Is0bel rolled her eyes. “It’s a stupid name. It doesn’t actually have much to do with time spent in the community. That has something to do with it, sure, but it’s mostly about how skilled you are, how good your connections are, and how much you can help everybody here. Shoulda called ’em ‘experts’ or something.”
“Bingo,” Zippy said. “That’s exactly it. She was only here for about three years, but she knew a lot of people all over the Matrix, in Shanghai, in Beijing…all kinds of places. That plus her skill meant she was a shoo-in when Gao died.”
“Why would she disappear?” I asked.
“No idea,” Zippy said. “One day she was here, the next, poof. At first I thought she was just on vacation, since she’d mentioned wanting to see the Kingdom of Hawai’i someday, but it didn’t feel right. She would have at least told me she was leaving.” He paused and stroked his chin. “It seems mighty suspicious to me. Nobody else seems to care what happened to her, probably because she pissed them all off so bad.”
“Is there any place you think I should start looking?”
“You might wanna check out her shop. It’s all locked up, but the other Elders have a spare key. Couldn’t hurt to look around, and even though Magpie was always butting heads with the other Elders, they wouldn’t have any reason not to let you in.”
“What do you mean, they were butting heads?”
“Magpie and the others never saw eye to ey
e. She was contrary for the sake of it. Most of the rest had a grand vision for what they wanted this neighborhood to become. Magpie just wanted to deck. She was only an Elder because they needed someone with her Matrix chops.” Zippy finished off the last of his bun. “The last big argument was between her, Ng, Ip, and Nakamura. It was over something relatively trivial. I think Nakamura wanted to expand the pirate trid business into the Matrix, and Magpie absolutely refused.”

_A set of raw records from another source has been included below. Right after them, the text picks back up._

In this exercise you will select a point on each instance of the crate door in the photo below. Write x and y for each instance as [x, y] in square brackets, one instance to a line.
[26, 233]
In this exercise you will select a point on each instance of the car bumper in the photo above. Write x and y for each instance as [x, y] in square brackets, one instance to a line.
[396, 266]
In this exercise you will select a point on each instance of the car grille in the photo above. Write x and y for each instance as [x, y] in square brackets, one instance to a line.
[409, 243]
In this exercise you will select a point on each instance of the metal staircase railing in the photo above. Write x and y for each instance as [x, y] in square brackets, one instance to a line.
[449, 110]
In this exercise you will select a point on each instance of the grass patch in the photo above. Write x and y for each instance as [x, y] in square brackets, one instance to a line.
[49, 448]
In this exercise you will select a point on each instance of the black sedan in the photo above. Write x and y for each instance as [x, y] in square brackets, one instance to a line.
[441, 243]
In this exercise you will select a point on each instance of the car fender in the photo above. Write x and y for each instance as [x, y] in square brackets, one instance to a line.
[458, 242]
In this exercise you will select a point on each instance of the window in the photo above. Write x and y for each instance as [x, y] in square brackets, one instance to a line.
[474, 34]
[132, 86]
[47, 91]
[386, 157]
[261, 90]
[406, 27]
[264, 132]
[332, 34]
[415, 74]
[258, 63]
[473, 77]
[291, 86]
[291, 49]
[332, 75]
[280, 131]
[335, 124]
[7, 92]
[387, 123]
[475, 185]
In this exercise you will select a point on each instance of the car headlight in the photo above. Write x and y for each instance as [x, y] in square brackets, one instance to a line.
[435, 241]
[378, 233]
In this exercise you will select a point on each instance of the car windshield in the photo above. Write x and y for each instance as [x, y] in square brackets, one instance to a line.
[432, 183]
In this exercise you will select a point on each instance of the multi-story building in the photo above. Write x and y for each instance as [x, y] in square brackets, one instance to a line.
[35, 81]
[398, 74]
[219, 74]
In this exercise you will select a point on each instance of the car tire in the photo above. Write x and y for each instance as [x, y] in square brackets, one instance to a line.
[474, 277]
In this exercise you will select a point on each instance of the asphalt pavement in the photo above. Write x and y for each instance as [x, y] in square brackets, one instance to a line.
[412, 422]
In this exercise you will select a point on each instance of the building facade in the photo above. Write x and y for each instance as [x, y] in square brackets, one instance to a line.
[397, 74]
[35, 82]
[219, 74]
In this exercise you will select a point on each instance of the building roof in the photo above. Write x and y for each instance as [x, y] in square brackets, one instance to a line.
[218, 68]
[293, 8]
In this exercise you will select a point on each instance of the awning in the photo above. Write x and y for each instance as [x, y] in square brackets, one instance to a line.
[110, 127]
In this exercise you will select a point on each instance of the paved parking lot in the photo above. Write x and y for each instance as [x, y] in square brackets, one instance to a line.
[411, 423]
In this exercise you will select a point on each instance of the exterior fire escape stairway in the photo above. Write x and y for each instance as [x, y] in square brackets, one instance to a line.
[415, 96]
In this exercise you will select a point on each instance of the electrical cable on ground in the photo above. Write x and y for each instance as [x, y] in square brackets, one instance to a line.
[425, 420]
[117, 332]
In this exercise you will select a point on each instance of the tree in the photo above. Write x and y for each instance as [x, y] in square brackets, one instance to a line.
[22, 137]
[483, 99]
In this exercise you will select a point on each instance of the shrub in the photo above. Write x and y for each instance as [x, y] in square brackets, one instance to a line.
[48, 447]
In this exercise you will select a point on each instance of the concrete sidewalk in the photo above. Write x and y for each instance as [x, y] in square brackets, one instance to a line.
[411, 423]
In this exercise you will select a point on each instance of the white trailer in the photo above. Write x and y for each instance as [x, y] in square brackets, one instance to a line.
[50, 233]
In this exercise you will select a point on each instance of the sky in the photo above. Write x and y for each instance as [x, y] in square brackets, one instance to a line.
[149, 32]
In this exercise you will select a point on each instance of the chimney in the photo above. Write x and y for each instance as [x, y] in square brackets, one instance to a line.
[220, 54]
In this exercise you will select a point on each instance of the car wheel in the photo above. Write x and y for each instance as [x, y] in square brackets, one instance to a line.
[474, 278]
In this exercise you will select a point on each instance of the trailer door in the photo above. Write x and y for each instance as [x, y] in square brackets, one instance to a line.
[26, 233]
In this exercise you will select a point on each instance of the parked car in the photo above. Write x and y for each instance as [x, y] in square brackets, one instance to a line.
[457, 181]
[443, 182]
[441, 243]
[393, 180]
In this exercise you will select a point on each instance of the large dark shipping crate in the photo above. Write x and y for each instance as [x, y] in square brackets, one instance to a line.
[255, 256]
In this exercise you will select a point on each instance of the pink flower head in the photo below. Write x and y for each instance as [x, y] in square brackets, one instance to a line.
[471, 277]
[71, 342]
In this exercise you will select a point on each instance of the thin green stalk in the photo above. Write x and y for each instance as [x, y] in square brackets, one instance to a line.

“Sounds like she didn’t care for entertainment taking precedence over business.”
“That’s exactly it. She gave Nakamura an earful, let me tell you.” Zippy grinned. “She said something about not using up valuable bandwidth for ‘trivial entertainment bullshit.’ Anyway, it went from there into this rant about how she wasn’t going to let Tang expand his drone business any further, because it would get too much megacorp attention. They accused her of blocking them just because she could. Which is probably true. Lots of screaming.”
“What do you mean ‘blocking’ them?”
“Everybody needed her Matrix skills for their businesses to run properly. There are other deckers that could handle it—me, say, or Moe Jneibi, or Awiin, or The Isomorphic Claw—but she had the infrastructure. If their project didn’t interest her, she wouldn’t even give ’em the time of day. She’s a real hardhead about having her time wasted, but she figures if she’s not interested in something, it has no value. Kind of a blind spot, if you ask me.”
“Can you let me into her shop?” I wasn’t ready to ask the Elders for the key.
Zippy shook his head. “No can do. Not because I don’t want to, but because I just don’t have a key. You’d have to get it from Ip. He’s taken over all the Matrix infrastructure maintenance since Magpie disappeared. He’s not as good at it as she is—or as I am—but they’re not gonna let anyone who isn’t an Elder take care of that kind of critical stuff.”
It made sense. I thanked him and we stepped away, leaving him there.